With regard to verifying the identity of customers, Section 326 of the USA PATRIOT Act requires the treasury department to issue regulations establishing minimum know-your-customer procedures.
These regulations, which are to be in place and effective before Oct. 26, 2002, will, at a minimum, require financial institutions to implement, and customers (after being given reasonable notice) to comply with, procedures for: (1) verifying the identity — to the extent reasonable and practicable — of any person who would open an account; (2) maintaining records of the information used to verify a person's identity, and (3) consulting government-provided lists of known or suspected terrorists or terrorist organizations to determine whether a person who wants to open an account appears on any such list.
After the know-your-customer regulations are finalized, insurance companies will need to review their anti-money-laundering programs to ensure that they are in compliance.
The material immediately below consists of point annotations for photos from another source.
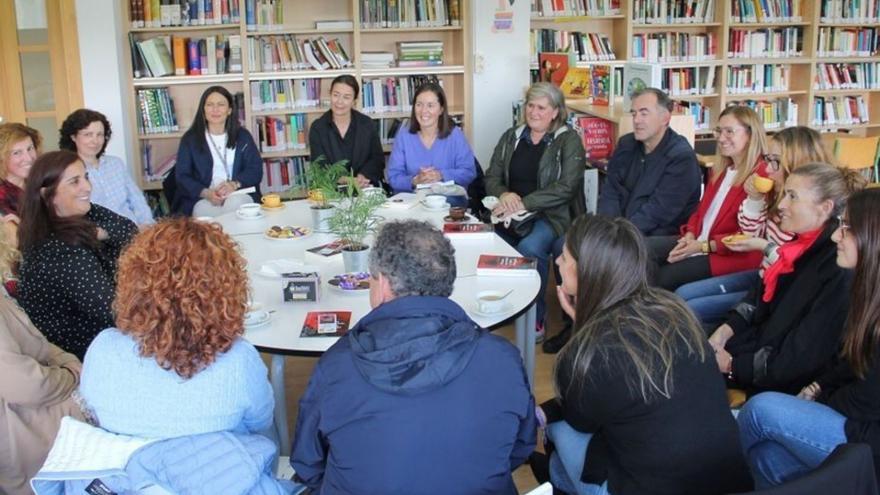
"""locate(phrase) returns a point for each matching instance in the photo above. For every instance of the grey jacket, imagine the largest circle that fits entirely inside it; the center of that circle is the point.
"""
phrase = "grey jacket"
(559, 197)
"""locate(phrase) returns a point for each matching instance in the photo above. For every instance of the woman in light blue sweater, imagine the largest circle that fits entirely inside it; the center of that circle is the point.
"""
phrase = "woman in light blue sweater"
(176, 364)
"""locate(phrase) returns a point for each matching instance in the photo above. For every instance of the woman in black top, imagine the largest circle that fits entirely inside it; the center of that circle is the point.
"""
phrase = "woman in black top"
(644, 409)
(343, 133)
(69, 250)
(785, 436)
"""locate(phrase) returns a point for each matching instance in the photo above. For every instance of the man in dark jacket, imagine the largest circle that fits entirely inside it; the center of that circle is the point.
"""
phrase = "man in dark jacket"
(653, 177)
(416, 398)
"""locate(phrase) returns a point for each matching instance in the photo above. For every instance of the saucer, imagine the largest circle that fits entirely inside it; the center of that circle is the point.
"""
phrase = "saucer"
(444, 206)
(245, 217)
(475, 308)
(256, 318)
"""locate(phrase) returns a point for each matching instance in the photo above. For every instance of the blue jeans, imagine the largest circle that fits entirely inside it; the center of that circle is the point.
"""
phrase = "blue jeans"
(712, 298)
(567, 461)
(539, 245)
(785, 437)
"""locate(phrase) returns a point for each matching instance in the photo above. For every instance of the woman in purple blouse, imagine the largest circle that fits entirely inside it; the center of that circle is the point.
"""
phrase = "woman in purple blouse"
(431, 149)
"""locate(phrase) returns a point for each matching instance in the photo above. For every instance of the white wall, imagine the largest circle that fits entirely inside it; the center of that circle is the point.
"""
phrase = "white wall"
(501, 72)
(102, 60)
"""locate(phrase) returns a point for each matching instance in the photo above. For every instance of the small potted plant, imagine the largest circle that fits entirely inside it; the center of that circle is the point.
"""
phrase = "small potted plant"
(323, 185)
(353, 221)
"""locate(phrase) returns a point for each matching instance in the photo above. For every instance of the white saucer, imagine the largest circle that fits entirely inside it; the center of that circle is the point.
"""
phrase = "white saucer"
(439, 208)
(245, 217)
(475, 309)
(258, 318)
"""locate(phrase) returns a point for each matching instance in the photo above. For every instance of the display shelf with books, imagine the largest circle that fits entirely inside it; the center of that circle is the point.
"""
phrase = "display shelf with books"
(279, 57)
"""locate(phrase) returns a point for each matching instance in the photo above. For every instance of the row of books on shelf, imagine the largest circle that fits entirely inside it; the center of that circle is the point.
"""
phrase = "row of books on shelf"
(276, 134)
(282, 174)
(178, 56)
(286, 52)
(765, 43)
(410, 13)
(674, 47)
(743, 79)
(392, 94)
(840, 110)
(169, 13)
(566, 8)
(774, 114)
(673, 11)
(586, 47)
(864, 75)
(849, 11)
(285, 94)
(156, 111)
(766, 10)
(848, 42)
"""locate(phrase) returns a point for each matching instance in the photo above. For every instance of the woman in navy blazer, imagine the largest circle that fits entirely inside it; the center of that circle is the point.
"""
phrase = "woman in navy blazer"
(216, 157)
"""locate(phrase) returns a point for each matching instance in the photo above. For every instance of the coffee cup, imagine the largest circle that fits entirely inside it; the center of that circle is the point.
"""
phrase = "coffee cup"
(435, 200)
(762, 184)
(271, 200)
(249, 210)
(490, 301)
(457, 212)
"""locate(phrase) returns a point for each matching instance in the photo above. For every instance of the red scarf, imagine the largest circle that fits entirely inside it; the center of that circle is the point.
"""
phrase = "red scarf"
(788, 253)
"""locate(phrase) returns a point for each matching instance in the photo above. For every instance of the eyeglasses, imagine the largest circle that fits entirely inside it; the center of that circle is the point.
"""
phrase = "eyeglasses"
(842, 226)
(726, 131)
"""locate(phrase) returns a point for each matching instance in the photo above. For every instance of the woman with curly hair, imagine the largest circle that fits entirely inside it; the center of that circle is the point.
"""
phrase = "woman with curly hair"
(87, 132)
(175, 364)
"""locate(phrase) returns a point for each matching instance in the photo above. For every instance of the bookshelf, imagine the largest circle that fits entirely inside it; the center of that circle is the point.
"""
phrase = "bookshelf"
(815, 55)
(296, 94)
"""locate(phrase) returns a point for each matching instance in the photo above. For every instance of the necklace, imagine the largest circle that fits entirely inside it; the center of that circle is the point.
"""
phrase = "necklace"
(222, 156)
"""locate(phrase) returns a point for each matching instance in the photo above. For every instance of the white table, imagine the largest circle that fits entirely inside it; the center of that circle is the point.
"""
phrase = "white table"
(281, 336)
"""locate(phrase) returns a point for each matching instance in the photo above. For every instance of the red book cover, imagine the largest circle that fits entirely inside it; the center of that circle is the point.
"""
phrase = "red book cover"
(326, 324)
(598, 137)
(552, 67)
(493, 264)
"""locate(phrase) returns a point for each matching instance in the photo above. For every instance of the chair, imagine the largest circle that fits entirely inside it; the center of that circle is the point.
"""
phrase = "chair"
(849, 469)
(858, 153)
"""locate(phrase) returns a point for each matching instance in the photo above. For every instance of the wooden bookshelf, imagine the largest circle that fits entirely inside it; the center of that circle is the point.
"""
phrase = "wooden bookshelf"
(299, 18)
(802, 86)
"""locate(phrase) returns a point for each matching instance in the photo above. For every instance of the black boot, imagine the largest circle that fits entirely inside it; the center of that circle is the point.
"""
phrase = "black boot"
(553, 344)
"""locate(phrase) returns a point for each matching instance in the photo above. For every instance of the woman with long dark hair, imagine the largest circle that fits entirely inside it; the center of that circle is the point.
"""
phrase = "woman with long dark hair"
(69, 248)
(644, 409)
(784, 436)
(216, 158)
Compliance officer. A compliance officer should have sufficient authority to implement and enforce the company's policies and procedures aimed at money laundering. This provides evidence of senior management's commitment to efforts to combat money laundering and, more importantly, provides added assurance that the officer will have sufficient clout to investigate potentially suspicious activities.
Employee training. Training must involve all relevant employees and must be constantly updated. Employees should be able to recognize signs of possible money laundering (suspicious activities) and know what to do once a risk is identified.
Programs will need to be re-evaluated frequently to ensure that employees understand their obligations under the act and its regulations. Updating training programs will be particularly important as regulations that implement the provisions of the act are proposed and adopted.
Audit. Insurance companies must commission an independent audit of their anti-money- laundering programs. The audit, which will review and test implementation of the financial institution's policies and procedures, should take place at least once a year and should cover all aspects of the company's operations.
Because the health insurance industry historically has not been the subject of anti-money-laundering regulations, many health insurers do not have experience with developing and implementing such programs. Insurance companies will need to pay special attention to such developments and be prepared to implement the new requirements.
Melanie Brody is a partner in the Washington, D.C., office of Kirkpatrick & Lockhart LLP.